3. $S$ has at least one vector (point) in it.
What would such a set look like?
Well two possibilities immediately present themselves:
a) The set consisting of just $\{(0,0)\}$. This is called a TRIVIAL subspace.
b) All of $\Bbb R^2$ itself (duh).
Let's suppose that we have two elements $(a,b),(a',b') \neq (0,0) \in S$ such that $(a',b') \neq (ca,cb)$ for any $c$.
I leave to you (or you can take it on faith)to show that in such a case $ab' - a'b \neq 0$ (hint: it's easier to show that if $ab' - a'b = 0$, that: $b' = cb, a' = ca$ for some $c$. Consider the cases $a = 0$ and $a \neq 0$ separately).
Now by (2), both $a'(a,b)$ and $(-a)(a',b')$ are in $S$, thus by (1), so is their sum:
$a'(a,b) + (-a)(a',b') = (aa',ba') - (aa',ab') = (0,a'b-ab')$.
Since $a'b - ab' \neq 0$ if we call this number $d$, we have:
$\frac{1}{d}(0,d) = (0,1) \in S$, by (2).
A similar argument (which you should provide) shows $(1,0) \in S$.
Finally, we see that any point $(x,y) = x(1,0) + y(0,1) \in S$, by taking (1) and (2) together.
So in this case, we see that two such points force $S$ to be all of $\Bbb R^2$, if $S$ is to satisfy our two closure conditions.
Are there any OTHER such sets $S$?
Let's try to find a minimal one "bigger than just the origin".
So we have at least one point (which is not the origin), say $(a,b) \in S$.
By (2) we have to have all points $(ca,cb) \in S$ for any real number $c$. Is this big enough? That is, we suppose:
$S = \{(ca,cb): c \in \Bbb R\}$, and since (2) is satisfied automatically, we just need to see if (1) is.
So, we pick two points in $S$, say:
$(x_1,y_1) = (c_1a,c_1b)$ and
$(x_2,y_2) = (c_2a,c_2b)$, and we see if $(x_1,y_1) + (x_2,y_2) \in S$.
Now $(x_1,y_1) + (x_2,y_2) = (c_1a,c_1b) + (c_2a,c_2b) = c_1(a,b) + c_2(a,b) = (c_1+c_2)(a,b) = ((c_1+c_2)a,(c_1+c_2)b)$.
Since $c_1+c_2$ is a real number if $c_1,c_2$ are, this shows the sum is indeed in $S$. So we do have closure (of addition).
What does such a set look like?
Since $(a,b) \neq (0,0)$ one of $a,b \neq 0$. Suppose that $a \neq 0$ (I leave it to you to puzzle out what happens if $a = 0$).
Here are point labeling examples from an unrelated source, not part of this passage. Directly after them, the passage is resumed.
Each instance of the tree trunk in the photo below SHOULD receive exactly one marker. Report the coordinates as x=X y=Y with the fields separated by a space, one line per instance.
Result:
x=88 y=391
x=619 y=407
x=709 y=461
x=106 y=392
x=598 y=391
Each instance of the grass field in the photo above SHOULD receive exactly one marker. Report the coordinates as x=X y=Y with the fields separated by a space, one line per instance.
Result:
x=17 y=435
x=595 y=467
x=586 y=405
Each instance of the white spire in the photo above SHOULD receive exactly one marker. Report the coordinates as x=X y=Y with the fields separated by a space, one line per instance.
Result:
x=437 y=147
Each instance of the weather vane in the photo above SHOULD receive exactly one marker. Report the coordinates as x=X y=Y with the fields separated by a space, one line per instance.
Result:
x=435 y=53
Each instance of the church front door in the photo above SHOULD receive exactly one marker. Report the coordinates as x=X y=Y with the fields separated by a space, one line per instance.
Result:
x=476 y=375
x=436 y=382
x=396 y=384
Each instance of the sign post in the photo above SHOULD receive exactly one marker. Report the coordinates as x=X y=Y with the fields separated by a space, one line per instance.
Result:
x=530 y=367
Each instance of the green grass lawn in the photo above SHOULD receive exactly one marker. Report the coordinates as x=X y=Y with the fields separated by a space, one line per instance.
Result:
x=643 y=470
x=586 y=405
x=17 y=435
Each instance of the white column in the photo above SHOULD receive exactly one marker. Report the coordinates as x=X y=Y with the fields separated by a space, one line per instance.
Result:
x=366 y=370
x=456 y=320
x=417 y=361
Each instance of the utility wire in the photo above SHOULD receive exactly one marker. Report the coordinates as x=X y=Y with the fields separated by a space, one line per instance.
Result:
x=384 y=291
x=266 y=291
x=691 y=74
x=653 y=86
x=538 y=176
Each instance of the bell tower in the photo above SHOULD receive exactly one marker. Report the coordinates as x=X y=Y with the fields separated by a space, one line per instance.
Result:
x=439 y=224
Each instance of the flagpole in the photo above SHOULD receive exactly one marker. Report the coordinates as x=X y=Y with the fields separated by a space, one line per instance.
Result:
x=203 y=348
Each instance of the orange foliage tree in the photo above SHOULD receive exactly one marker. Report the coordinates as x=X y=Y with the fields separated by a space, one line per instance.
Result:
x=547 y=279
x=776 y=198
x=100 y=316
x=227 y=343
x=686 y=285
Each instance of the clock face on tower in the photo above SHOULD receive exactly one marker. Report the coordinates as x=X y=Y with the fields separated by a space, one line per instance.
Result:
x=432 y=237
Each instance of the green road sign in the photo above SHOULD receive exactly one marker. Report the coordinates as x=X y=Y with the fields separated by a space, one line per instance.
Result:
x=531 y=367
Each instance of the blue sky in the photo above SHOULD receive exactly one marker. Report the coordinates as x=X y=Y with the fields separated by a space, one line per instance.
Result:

In this case, we have, for any point $(x,y) = (ca,cb) \in S$, that:
$y = \frac{b}{a}x$, that is, $S$ is the line through the origin with slope $\frac{b}{a}$.
What does this mean?
It means that any subset of the Euclidean plane closed under addition and scalar multiplication that has at least one point in it is either:
1. Just the origin
2. A line
3. The whole plane
This is why "linear algebra" is so-named. The "linearity" subspaces have is due to the "line-ness" (or in higher dimensions, the "plane-ness") of the subspaces.